Platinum's New TMNT Game Is Out Next Week

Don’t let bigger releases overshadow the newest game from Japan’s best character action studio.

by Steve Haske
Activision, PlatinumGames

In the wake of Uncharted, DOOM and other big games in May, it would be easy to miss next week’s release of TMNT: Mutants In Manhattan, the newest title from Japanese action powerhouse PlatinumGames. You shouldn’t.

While hardly a household name, Platinum typically works in the vein of Devil May Cry — it probably doesn’t hurt that creator Hideki Kamiya is one of the studio’s founding members — producing furious, breakneck creations that combine technical gameplay (i.e., where characters are given a ton of different attacks, not to mention other design hooks) with incredible artistic flourish.

There are few better development houses on the planet that produce more intense offerings in the genre (and if you haven’t played Vanquish or Metal Gear Rising, I highly recommend you do immediately). Still, sentiment was a little uneasy when, around this time last year Activision quietly announced that Platinum had apparently made a Transformers title based on the Generation 1 cartoon series.

Licensed games, of course, have had a long history of poor quality, usually due to publishers simply wanting to push something out just to profit. Before Transformers Devastation — which incidentally ended up being far better than it should be expected that a game based on transforming robots could be — their only foray into licensed games was the poorly-received Legend of Korra.

Now having utterly proven their geeky adoration of Optimus Prime and company, theres no reason why we shouldn’t think that Platinum’s TMNT will be any different. Much like Devastation, Mutants in Manhattan looks like a lovingly-crafted tribute from a visual standpoint, like the kind of Turtles game a lot of us have dreamed of since we were kids. The quarter also actually look like turtles — unlike Michael Bay’s humanoid CG goblins — and the few trailers released seem to have a cast with a lot of fan favorite characters, too (Krang!). Oh, and there’s four-player co-op.

Though I never would’ve thought Platinum would do something like TMNT game, given their pedigree for this kind of thing — and their apparent nostalgia for the glory days of ‘80s cartoons — this seems like a pretty sure bet.

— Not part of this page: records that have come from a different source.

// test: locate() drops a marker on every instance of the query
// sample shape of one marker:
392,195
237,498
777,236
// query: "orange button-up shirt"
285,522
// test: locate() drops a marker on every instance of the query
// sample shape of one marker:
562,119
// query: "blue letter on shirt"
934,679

It is possible that, considering they already have their hands full with the more development-intensive Scalebound and Nier: Automata due for release sometime in the next year or two, Mutants In Manhattan may take after Devastation’s relatively short length. If the developers can make four players using the same camera a viable prospect, co-op would also really benefit from being able to play on the couch with friends; currently it’s online only, so here’s hoping that’s a solution that can be added later with an update. (Seriously, guys).

But even so, the last good TMNT game was probably back in the arcade days — this should be a better experience for fans than whatever Bay’s team is responsible for at the summer box office.